Thinking back on a prior week, I developed the answer to this question. Only about two weeks before these two incidents we had blind camp. This meant being the eyes of about eighty people. It was a daunting task at first. At the pool, we were all wondering how we were supposed to guard ten people who couldn’t see, all at the same time. Luckily, things worked out, but that week did bring more interesting situations than the prior camp weeks had. Several times, during the swimming tests, blind swimmers got tangled up in the rope, but unlike the other patrons, they called out for help. This came back into my memory as I was pondering the close calls we had during camp meeting, and it led me to a vital discovery.

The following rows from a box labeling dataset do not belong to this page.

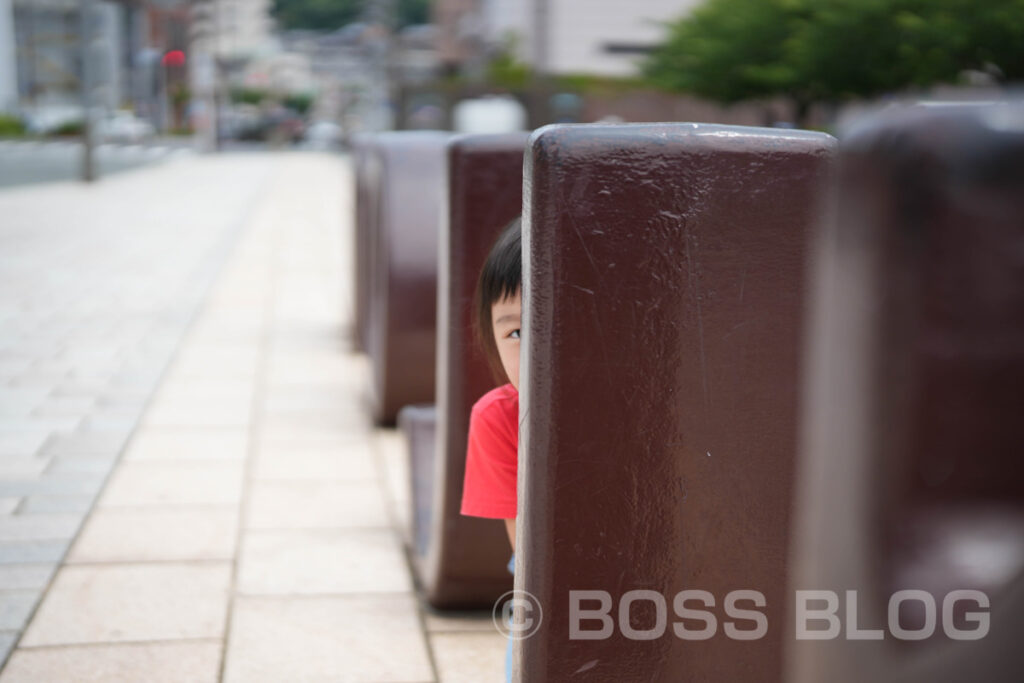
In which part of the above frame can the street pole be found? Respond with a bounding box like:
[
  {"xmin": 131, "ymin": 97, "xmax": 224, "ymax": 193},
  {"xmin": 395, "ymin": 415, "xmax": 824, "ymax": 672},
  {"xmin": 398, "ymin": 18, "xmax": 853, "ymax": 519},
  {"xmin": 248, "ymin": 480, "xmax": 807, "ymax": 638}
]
[{"xmin": 78, "ymin": 0, "xmax": 96, "ymax": 182}]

People don’t call out for help unless they are blind. I realized that, when you have eyes, you feel some sense of control over your situation. On the contrary, when you are blind, you don’t know where you are or what to do. You have no control over your situation. So it is spiritually. People don’t call out for help when they are in spiritual trouble. All around you are thousands of souls that are languishing in spiritual despair, but because they can still “see”, they are silent. They won’t call out for help until they reach a point of absolute despair. By then, it may be too late. Often, we expect to have people coming to the church for help. Sometimes it happens, but I can tell you that ninety percent of the time it won’t. Occasionally, someone is brought in, but often this is because of a friend of the sufferer who called out for their companion just like the mother in my story.
Don’t sit in your pew and wait for someone to come to you. Don’t simply come to church to check it off your list. Don’t sit by and let the people around you suffer. Go out to them. Go out like Jesus and find the lost sheep. Go out and ease the world’s suffering. In their lowest moment, they are waiting for you to come rescue them, so get up and go!